日本の行事を幼児期に体験させるために。構えずに楽しむコツ
時短で、賢く、楽しく子育て。働くママでも、毎日たった5分からできる!知育や子どもの心と体を育てるノウハウを、SakuraEdu代表の荒井聖子さんに教えてもらいます。今回のテーマは「日本の行事を楽しもう」。
日本の行事を楽しむ
今年の十五夜は9月10日でした。地域によってまんまるに輝く月を見ることができたでしょう。日本の行事に合わせて、お店には十五夜の月見団子やお彼岸のおはぎなどが並びますが、いつもとあまり変わらないので目に入りにくいかもしれません。
秋のハロウィーンや冬のクリスマスなどは、華やかでかわいらしい飾りつけがされ、子どもが好みそうなお菓子が並びますので、目に入る機会も多いでしょう。仮装やサンタクロースのプレゼントなどたくさん楽しめると良いですね。
それに比べれば地味な印象がありますが、日本の行事は、成長を祝う、豊穣を願う、感謝を伝える、自然を愛でるなど日本らしい由来があります。
生活に関わることや身近なことが多く、「元気に育って良かった!」「いつもありがとう!」など、いつも口に出さない気持ちを、行事を通してみんなで祝うという温かさがあり、家族の絆を作っていくと思います。また四季折々の自然やお祭りなどを家族で体験するのも、子どもの心に残ることでしょう。
「行事を楽しむ」と言っても構えることはありません。準備万端にしつらえてゆっくり楽しめればなお良いでしょうが、忙しい毎日の中でそれは難しい。

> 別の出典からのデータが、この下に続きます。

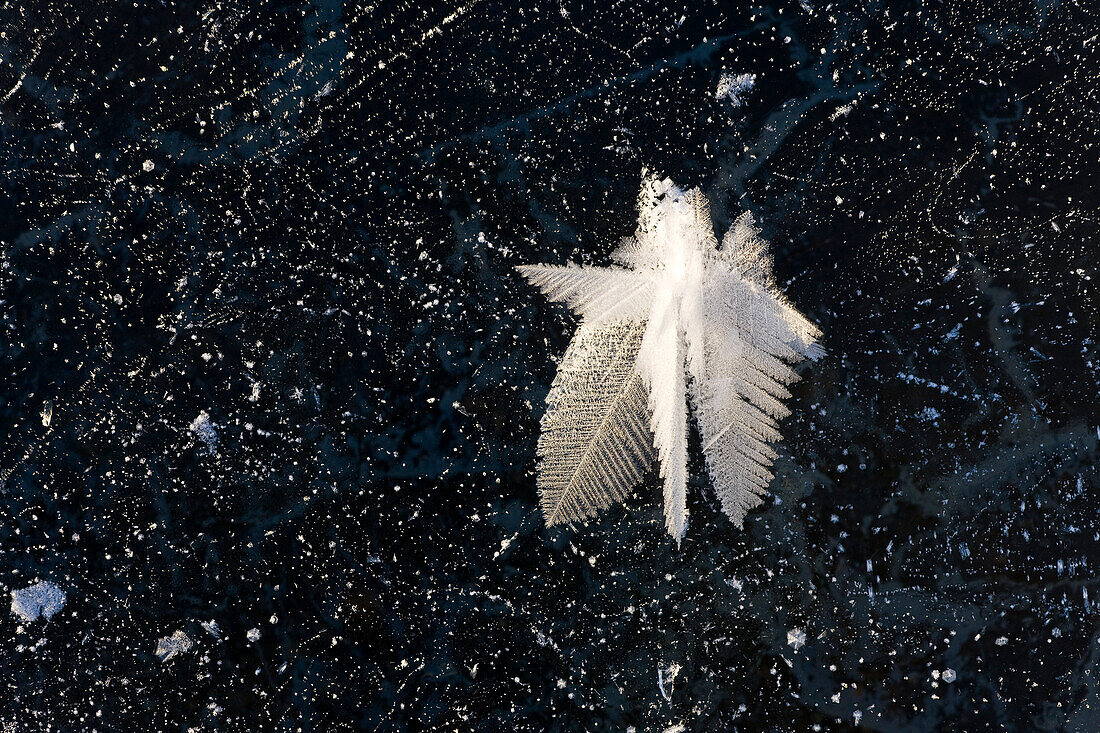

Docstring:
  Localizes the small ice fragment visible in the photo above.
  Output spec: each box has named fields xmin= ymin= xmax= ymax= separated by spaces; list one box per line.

xmin=11 ymin=580 xmax=66 ymax=623
xmin=714 ymin=74 xmax=756 ymax=107
xmin=190 ymin=411 xmax=218 ymax=453
xmin=156 ymin=631 xmax=195 ymax=661
xmin=657 ymin=663 xmax=680 ymax=700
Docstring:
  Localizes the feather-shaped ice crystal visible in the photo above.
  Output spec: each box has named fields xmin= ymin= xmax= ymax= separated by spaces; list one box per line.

xmin=519 ymin=176 xmax=824 ymax=541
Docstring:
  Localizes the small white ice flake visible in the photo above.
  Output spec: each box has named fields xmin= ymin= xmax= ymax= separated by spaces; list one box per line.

xmin=156 ymin=631 xmax=195 ymax=661
xmin=190 ymin=411 xmax=218 ymax=453
xmin=657 ymin=663 xmax=680 ymax=700
xmin=714 ymin=74 xmax=756 ymax=107
xmin=11 ymin=580 xmax=66 ymax=623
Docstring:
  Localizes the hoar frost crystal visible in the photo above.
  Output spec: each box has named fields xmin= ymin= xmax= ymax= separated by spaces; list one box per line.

xmin=519 ymin=169 xmax=824 ymax=543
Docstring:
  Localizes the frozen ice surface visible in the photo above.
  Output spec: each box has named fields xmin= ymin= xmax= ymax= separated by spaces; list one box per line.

xmin=715 ymin=74 xmax=756 ymax=107
xmin=190 ymin=411 xmax=218 ymax=453
xmin=11 ymin=580 xmax=66 ymax=623
xmin=156 ymin=631 xmax=195 ymax=661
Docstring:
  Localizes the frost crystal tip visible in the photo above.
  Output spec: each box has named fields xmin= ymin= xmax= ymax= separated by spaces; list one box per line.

xmin=519 ymin=169 xmax=824 ymax=543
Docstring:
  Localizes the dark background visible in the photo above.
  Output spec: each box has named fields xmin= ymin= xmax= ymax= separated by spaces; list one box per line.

xmin=0 ymin=0 xmax=1100 ymax=732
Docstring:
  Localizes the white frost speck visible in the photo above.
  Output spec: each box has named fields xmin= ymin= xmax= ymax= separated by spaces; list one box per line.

xmin=657 ymin=663 xmax=680 ymax=700
xmin=156 ymin=631 xmax=195 ymax=661
xmin=714 ymin=74 xmax=756 ymax=107
xmin=11 ymin=580 xmax=66 ymax=623
xmin=190 ymin=411 xmax=218 ymax=453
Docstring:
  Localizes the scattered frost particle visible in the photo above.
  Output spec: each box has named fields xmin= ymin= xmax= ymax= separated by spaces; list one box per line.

xmin=714 ymin=74 xmax=756 ymax=107
xmin=917 ymin=407 xmax=941 ymax=423
xmin=657 ymin=663 xmax=680 ymax=700
xmin=190 ymin=411 xmax=218 ymax=453
xmin=11 ymin=580 xmax=66 ymax=623
xmin=156 ymin=631 xmax=195 ymax=661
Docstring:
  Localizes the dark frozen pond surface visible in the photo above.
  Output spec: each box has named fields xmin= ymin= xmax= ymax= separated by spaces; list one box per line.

xmin=0 ymin=0 xmax=1100 ymax=732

たとえば十五夜のお月見なら、日が暮れてからのお散歩で月を眺め、お団子がなければおにぎりでも、満月にちなんで「丸い」ものを食べる、こんなことで良いのです。すすきはその日でなくても、見つけた時に教えてあげましょう。
今は、行事の日程やまつわることを、簡単にインターネットで調べることができますね。行事には食べ物、しつらい、歌などがあり、どれか1つでも楽しめれば良いですし、体育の日の由来(1964年東京オリンピックの開会式の日)や、七五三の千歳飴の意味(細く長く粘り強く長生きしてほしい)などは、子どもに話してあげても面白いと思います。
今夏に灯籠流しと花火が同時に行われる日があり、コロナ禍3年ぶりの開催となり多くの人で賑わっていました。
川に流れる色とりどりの灯籠が河口に着く頃、打ち上げ花火が上がったその時、お父さんに抱っこされた4歳くらいのお子さんが、「うわー!きれい!ほんとうにきれい!いままででいちばんきれい!」と言って、笑い声を立てていたのです。お父さんもうれしそうなにこにこ顔。
花火をなかなか見る機会がなかった子どもの目にどう映ったのかな?鎮魂など難しいことを抜きにしても、夏の行事の楽しい記憶として心に残ったことでしょう。ぜひ、幼児期に日本の行事をたくさん体験してほしいと願っています。